Woodside has reported a five-fold increase in net profit to $US1.64 billion ($2.4 billion) for the half year powered by a war-fuelled doubling of oil and gas prices that added $US2.5 billion to its revenue.
Woodside chief executive Meg O’Neill said the result came from higher prices and better operational performance.
Woodside CEO Meg O’Neill says talks to divest a stake in Sangomar broke down due to valuation.Credit:Louie Douvis
“Our first results since the completion of the merger with BHP’s petroleum business highlight the increased financial and operational strength delivered by our larger, geographically diverse portfolio of high-quality operating assets,” she said.

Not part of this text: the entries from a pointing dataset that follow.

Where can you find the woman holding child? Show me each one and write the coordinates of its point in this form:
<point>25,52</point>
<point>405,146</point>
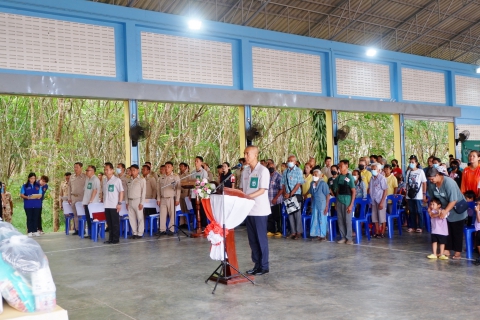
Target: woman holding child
<point>446,190</point>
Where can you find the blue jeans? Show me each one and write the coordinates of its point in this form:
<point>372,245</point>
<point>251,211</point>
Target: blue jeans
<point>415,208</point>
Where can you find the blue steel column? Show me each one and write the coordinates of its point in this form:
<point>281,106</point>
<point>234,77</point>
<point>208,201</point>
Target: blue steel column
<point>335,145</point>
<point>402,142</point>
<point>133,106</point>
<point>248,121</point>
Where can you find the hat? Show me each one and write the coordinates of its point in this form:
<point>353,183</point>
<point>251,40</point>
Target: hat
<point>432,172</point>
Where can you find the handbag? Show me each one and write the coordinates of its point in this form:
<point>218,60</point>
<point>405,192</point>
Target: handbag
<point>291,204</point>
<point>461,206</point>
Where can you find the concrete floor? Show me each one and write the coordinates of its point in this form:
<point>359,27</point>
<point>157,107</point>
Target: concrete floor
<point>164,279</point>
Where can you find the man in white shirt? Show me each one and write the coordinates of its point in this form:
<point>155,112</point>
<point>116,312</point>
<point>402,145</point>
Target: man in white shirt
<point>255,183</point>
<point>112,201</point>
<point>90,194</point>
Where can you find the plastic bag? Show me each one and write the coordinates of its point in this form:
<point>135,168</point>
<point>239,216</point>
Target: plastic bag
<point>23,253</point>
<point>26,278</point>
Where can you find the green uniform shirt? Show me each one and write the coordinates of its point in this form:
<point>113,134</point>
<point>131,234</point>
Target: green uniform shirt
<point>346,180</point>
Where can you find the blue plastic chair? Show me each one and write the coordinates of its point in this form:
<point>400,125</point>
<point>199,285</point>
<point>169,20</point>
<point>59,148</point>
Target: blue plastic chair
<point>179,214</point>
<point>468,232</point>
<point>306,218</point>
<point>395,214</point>
<point>332,220</point>
<point>357,222</point>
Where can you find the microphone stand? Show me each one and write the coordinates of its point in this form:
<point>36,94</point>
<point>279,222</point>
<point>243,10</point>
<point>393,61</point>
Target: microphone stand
<point>222,275</point>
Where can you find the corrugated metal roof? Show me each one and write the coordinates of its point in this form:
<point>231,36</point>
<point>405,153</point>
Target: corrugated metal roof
<point>444,29</point>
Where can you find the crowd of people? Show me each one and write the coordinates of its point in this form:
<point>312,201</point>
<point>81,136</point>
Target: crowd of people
<point>440,186</point>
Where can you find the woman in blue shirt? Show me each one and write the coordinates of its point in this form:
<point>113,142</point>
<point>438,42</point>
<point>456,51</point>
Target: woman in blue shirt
<point>31,203</point>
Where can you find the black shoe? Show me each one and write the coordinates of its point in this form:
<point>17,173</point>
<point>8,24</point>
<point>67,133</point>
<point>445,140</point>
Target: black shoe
<point>252,271</point>
<point>260,272</point>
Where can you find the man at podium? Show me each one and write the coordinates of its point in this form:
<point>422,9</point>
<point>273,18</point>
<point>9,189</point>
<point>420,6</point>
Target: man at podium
<point>255,183</point>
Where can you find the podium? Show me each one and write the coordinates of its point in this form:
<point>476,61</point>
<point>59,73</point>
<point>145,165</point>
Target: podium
<point>234,207</point>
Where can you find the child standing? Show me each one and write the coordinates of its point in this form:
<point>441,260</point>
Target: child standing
<point>439,229</point>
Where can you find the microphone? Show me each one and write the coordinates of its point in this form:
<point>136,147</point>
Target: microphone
<point>238,166</point>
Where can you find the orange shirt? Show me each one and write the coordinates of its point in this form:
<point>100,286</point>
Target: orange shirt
<point>470,179</point>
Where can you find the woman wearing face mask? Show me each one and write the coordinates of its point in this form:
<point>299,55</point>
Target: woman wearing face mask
<point>396,169</point>
<point>320,198</point>
<point>307,177</point>
<point>455,172</point>
<point>31,193</point>
<point>471,174</point>
<point>334,171</point>
<point>416,192</point>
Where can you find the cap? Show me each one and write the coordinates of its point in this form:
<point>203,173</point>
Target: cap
<point>432,172</point>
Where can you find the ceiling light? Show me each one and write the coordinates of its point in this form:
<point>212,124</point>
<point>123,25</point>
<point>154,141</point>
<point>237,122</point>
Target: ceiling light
<point>194,24</point>
<point>371,52</point>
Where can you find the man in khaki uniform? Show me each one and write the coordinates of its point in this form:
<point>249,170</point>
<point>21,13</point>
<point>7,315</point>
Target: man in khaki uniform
<point>168,196</point>
<point>184,193</point>
<point>122,175</point>
<point>136,191</point>
<point>75,190</point>
<point>151,189</point>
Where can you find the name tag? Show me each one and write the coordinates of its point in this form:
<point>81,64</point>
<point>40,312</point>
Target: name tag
<point>254,182</point>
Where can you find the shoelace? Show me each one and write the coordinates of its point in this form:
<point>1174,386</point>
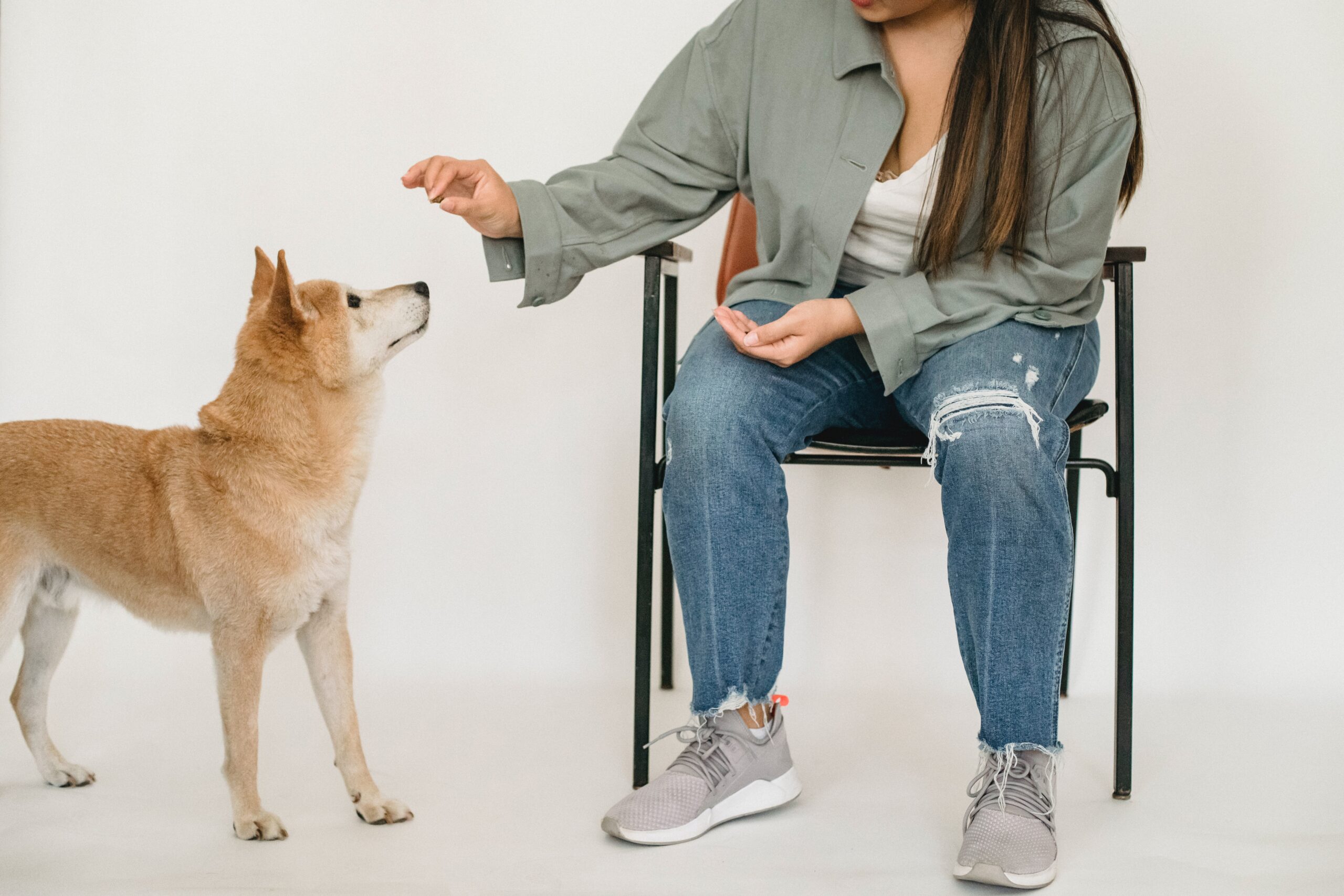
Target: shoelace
<point>1010,781</point>
<point>704,754</point>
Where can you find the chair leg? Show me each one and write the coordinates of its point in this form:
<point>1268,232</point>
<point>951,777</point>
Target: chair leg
<point>1124,527</point>
<point>644,541</point>
<point>1076,450</point>
<point>670,284</point>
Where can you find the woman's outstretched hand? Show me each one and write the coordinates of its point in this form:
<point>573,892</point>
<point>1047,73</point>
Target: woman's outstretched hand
<point>471,190</point>
<point>804,330</point>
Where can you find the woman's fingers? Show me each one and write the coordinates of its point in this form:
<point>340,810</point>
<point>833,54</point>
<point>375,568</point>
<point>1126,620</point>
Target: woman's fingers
<point>413,176</point>
<point>773,332</point>
<point>443,181</point>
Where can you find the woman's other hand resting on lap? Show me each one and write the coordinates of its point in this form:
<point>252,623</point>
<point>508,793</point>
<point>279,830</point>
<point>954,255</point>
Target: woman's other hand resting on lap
<point>804,330</point>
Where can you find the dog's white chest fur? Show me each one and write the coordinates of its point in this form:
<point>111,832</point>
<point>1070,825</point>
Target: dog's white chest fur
<point>324,565</point>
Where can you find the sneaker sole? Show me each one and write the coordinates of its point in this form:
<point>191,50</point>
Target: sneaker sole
<point>757,797</point>
<point>995,875</point>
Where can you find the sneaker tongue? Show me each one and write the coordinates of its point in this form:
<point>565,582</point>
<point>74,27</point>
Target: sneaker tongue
<point>731,721</point>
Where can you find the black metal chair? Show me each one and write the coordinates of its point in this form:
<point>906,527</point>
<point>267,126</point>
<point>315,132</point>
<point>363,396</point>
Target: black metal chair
<point>901,446</point>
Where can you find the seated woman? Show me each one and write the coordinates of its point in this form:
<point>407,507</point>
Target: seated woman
<point>936,183</point>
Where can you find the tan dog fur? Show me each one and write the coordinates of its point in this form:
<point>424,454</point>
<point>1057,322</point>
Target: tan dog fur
<point>238,529</point>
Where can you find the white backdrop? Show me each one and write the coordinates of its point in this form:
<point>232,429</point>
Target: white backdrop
<point>145,147</point>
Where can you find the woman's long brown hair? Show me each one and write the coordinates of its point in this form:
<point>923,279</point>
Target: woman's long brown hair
<point>992,108</point>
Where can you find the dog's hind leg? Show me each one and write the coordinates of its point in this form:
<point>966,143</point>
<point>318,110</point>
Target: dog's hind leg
<point>326,644</point>
<point>46,632</point>
<point>18,581</point>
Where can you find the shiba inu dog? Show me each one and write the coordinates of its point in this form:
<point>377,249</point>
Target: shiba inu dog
<point>239,527</point>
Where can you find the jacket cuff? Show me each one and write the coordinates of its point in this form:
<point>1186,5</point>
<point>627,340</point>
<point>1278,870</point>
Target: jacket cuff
<point>541,242</point>
<point>505,258</point>
<point>886,327</point>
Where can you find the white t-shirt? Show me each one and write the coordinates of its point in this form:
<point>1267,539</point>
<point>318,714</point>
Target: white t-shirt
<point>890,220</point>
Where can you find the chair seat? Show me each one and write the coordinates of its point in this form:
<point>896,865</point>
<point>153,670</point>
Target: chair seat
<point>906,441</point>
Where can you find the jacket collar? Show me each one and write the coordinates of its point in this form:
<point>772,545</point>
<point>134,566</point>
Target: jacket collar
<point>857,44</point>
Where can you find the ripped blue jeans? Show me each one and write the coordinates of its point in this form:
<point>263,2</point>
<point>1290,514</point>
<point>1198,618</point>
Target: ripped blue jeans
<point>995,404</point>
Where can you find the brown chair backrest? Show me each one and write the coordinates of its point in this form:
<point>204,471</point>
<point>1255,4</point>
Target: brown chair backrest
<point>738,244</point>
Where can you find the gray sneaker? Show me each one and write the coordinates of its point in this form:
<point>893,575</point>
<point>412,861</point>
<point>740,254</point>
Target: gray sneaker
<point>723,773</point>
<point>1010,825</point>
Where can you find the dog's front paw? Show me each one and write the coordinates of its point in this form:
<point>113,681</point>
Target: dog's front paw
<point>66,774</point>
<point>260,825</point>
<point>377,809</point>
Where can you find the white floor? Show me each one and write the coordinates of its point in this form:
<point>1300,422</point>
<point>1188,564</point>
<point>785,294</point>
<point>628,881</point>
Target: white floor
<point>508,784</point>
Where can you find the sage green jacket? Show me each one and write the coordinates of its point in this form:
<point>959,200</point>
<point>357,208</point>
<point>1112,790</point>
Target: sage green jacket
<point>795,104</point>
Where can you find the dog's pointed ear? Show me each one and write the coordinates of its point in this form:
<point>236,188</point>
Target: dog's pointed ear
<point>262,281</point>
<point>284,296</point>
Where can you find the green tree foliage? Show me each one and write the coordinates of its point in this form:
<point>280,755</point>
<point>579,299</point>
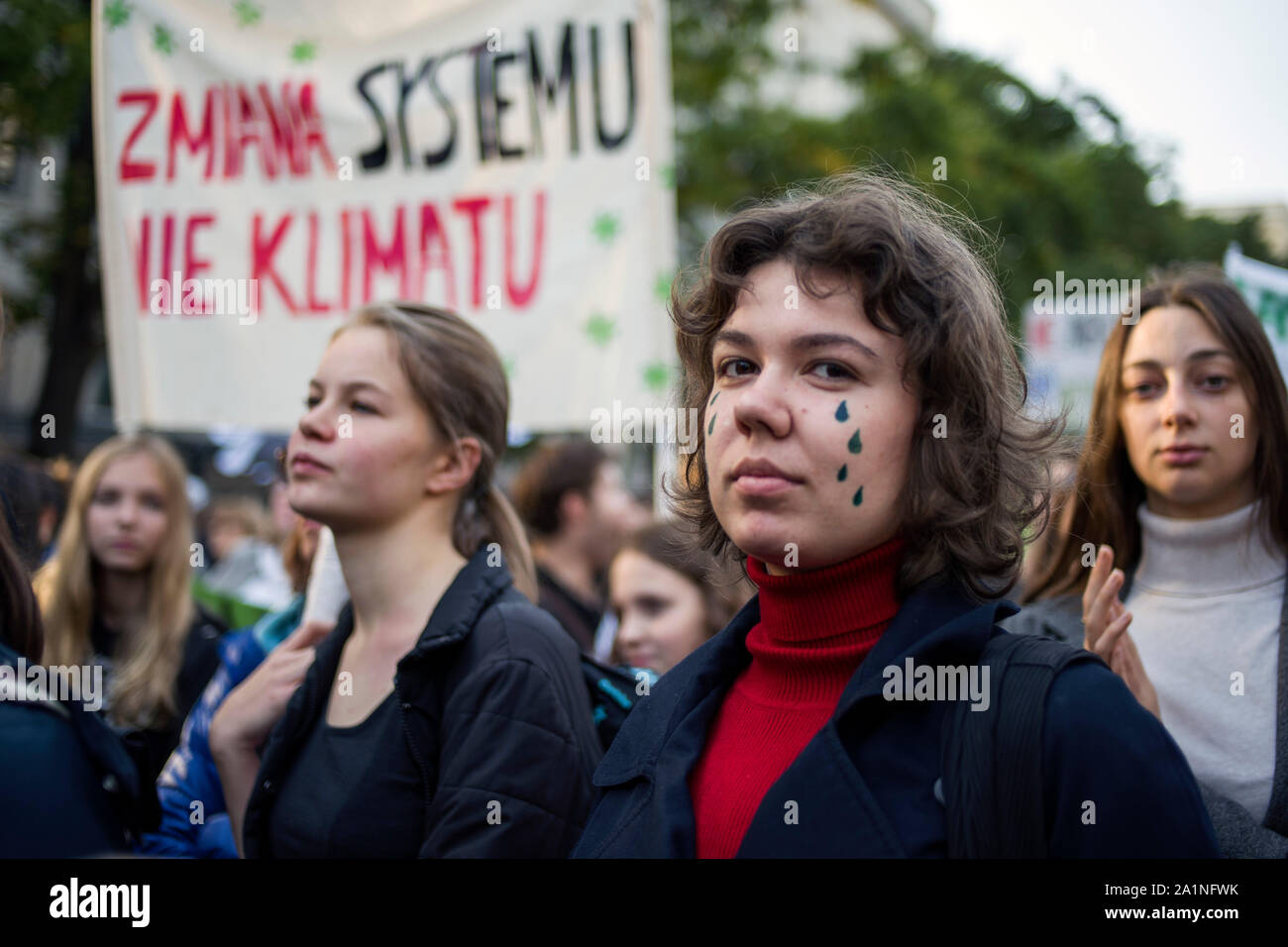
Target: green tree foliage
<point>1055,179</point>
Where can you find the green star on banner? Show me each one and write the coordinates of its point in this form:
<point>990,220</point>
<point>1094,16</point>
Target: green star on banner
<point>662,287</point>
<point>161,40</point>
<point>248,13</point>
<point>304,51</point>
<point>656,376</point>
<point>600,329</point>
<point>605,227</point>
<point>116,13</point>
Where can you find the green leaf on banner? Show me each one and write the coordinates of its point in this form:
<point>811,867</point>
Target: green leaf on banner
<point>116,13</point>
<point>600,329</point>
<point>248,13</point>
<point>605,227</point>
<point>656,376</point>
<point>161,40</point>
<point>304,51</point>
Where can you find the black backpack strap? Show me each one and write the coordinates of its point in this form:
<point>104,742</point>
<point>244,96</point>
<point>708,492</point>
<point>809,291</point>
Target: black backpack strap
<point>992,759</point>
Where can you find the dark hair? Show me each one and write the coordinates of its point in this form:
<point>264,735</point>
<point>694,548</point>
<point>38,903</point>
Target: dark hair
<point>1107,492</point>
<point>557,468</point>
<point>722,585</point>
<point>20,615</point>
<point>970,495</point>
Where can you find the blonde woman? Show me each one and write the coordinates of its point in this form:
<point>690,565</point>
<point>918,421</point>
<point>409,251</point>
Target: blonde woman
<point>446,714</point>
<point>117,594</point>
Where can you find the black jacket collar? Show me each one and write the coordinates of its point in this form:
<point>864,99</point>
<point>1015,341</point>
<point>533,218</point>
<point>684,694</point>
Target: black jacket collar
<point>936,624</point>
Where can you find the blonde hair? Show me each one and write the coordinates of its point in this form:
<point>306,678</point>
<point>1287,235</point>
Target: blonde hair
<point>460,381</point>
<point>145,671</point>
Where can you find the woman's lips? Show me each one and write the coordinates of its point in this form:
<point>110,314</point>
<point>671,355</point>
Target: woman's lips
<point>307,466</point>
<point>1184,457</point>
<point>763,484</point>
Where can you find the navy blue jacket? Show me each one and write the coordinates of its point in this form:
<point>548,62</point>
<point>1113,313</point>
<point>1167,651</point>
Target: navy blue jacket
<point>864,785</point>
<point>67,788</point>
<point>494,710</point>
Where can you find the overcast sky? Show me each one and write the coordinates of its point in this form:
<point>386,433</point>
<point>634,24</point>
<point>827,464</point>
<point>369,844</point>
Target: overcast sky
<point>1206,76</point>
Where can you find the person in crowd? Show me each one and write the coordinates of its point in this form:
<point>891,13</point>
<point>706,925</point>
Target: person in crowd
<point>33,504</point>
<point>188,787</point>
<point>572,497</point>
<point>445,714</point>
<point>117,594</point>
<point>669,595</point>
<point>67,787</point>
<point>864,449</point>
<point>246,566</point>
<point>1176,530</point>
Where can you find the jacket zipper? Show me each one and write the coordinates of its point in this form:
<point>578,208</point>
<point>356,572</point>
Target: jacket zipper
<point>415,753</point>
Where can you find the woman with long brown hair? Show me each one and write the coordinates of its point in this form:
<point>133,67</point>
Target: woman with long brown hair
<point>117,592</point>
<point>864,449</point>
<point>1176,530</point>
<point>445,714</point>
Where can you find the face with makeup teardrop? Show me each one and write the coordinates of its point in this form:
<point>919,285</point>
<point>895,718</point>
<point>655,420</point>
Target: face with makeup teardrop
<point>809,425</point>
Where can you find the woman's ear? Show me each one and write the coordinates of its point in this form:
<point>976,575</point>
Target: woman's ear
<point>456,467</point>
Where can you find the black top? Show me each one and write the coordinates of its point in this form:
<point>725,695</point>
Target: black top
<point>353,792</point>
<point>496,716</point>
<point>151,748</point>
<point>579,617</point>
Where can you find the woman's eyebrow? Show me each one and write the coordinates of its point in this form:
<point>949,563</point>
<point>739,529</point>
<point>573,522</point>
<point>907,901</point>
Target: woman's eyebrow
<point>1193,357</point>
<point>815,341</point>
<point>802,343</point>
<point>352,385</point>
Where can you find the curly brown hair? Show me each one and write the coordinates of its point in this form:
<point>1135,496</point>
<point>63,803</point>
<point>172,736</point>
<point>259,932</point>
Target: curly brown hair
<point>910,260</point>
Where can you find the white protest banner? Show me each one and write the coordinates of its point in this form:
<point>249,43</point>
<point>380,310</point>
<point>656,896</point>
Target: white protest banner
<point>1266,290</point>
<point>266,167</point>
<point>1063,344</point>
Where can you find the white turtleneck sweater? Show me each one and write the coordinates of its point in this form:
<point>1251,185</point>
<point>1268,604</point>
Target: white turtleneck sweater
<point>1206,603</point>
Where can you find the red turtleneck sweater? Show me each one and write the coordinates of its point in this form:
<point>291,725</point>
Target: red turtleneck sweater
<point>814,630</point>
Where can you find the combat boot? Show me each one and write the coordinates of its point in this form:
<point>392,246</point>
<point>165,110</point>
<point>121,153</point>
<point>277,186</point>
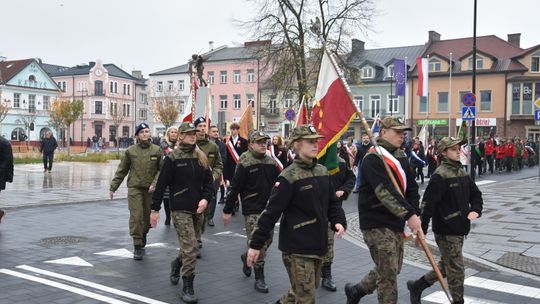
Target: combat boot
<point>327,282</point>
<point>188,294</point>
<point>176,264</point>
<point>138,253</point>
<point>260,284</point>
<point>416,288</point>
<point>354,293</point>
<point>245,268</point>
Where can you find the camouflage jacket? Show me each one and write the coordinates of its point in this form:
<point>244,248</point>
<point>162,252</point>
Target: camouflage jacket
<point>449,197</point>
<point>143,162</point>
<point>305,195</point>
<point>380,205</point>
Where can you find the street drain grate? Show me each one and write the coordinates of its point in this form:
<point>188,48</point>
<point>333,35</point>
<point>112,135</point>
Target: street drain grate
<point>62,240</point>
<point>520,262</point>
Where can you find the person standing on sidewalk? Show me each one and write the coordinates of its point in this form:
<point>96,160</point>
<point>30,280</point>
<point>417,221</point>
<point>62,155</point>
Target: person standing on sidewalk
<point>167,145</point>
<point>343,184</point>
<point>211,149</point>
<point>453,200</point>
<point>188,175</point>
<point>383,212</point>
<point>253,180</point>
<point>304,197</point>
<point>6,166</point>
<point>143,162</point>
<point>47,146</point>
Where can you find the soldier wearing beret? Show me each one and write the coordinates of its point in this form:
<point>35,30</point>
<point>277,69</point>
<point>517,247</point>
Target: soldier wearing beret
<point>305,199</point>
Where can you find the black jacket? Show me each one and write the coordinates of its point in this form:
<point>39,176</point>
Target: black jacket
<point>380,205</point>
<point>253,180</point>
<point>449,197</point>
<point>6,163</point>
<point>305,195</point>
<point>240,147</point>
<point>187,180</point>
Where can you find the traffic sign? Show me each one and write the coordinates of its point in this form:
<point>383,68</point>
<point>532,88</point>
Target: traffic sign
<point>468,99</point>
<point>468,113</point>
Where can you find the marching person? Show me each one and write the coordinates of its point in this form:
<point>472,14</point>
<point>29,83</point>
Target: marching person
<point>236,145</point>
<point>305,196</point>
<point>47,146</point>
<point>142,162</point>
<point>253,180</point>
<point>211,150</point>
<point>167,145</point>
<point>453,200</point>
<point>343,182</point>
<point>187,174</point>
<point>383,212</point>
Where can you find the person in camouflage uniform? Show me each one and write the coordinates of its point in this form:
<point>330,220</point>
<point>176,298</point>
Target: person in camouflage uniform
<point>143,162</point>
<point>187,174</point>
<point>305,195</point>
<point>383,212</point>
<point>253,179</point>
<point>453,200</point>
<point>211,150</point>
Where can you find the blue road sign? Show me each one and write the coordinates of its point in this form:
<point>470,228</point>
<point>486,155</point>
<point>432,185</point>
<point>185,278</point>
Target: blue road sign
<point>468,113</point>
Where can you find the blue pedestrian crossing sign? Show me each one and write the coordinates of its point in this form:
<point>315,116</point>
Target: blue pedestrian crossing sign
<point>468,113</point>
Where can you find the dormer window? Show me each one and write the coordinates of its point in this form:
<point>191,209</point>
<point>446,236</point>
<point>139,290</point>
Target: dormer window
<point>367,72</point>
<point>434,65</point>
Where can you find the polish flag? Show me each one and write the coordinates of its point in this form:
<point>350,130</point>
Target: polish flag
<point>422,65</point>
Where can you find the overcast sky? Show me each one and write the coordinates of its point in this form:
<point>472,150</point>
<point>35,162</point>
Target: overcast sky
<point>152,35</point>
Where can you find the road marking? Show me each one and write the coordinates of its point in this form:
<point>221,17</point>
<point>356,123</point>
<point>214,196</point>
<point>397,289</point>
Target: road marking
<point>75,261</point>
<point>72,289</point>
<point>97,286</point>
<point>122,253</point>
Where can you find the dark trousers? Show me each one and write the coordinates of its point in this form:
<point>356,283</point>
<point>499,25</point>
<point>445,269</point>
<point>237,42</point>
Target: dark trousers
<point>47,160</point>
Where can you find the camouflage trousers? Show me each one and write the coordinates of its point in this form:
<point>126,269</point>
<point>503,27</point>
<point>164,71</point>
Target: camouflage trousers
<point>451,264</point>
<point>386,250</point>
<point>305,275</point>
<point>139,202</point>
<point>329,256</point>
<point>251,225</point>
<point>185,230</point>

Increased production added $US820 million to the bottom line that was clipped by $US474 million in extra administration due to its purchase of BHP’s petroleum division and a $US1.09 billion turnaround in tax payments.
Shareholders will receive $US2.07 billion via a fully franked dividend of $US1.09 a share made up of 76c from an allocation of 80 per cent of the net profit after tax and 33c from cash payments from BHP after the sale of its assets was completed.
O’Neill said Woodside was increasing work on its $US12 billion Scarborough to Pluto project with all major equipment items procured, fabrication of the floating production unit topsides and onshore construction works underway.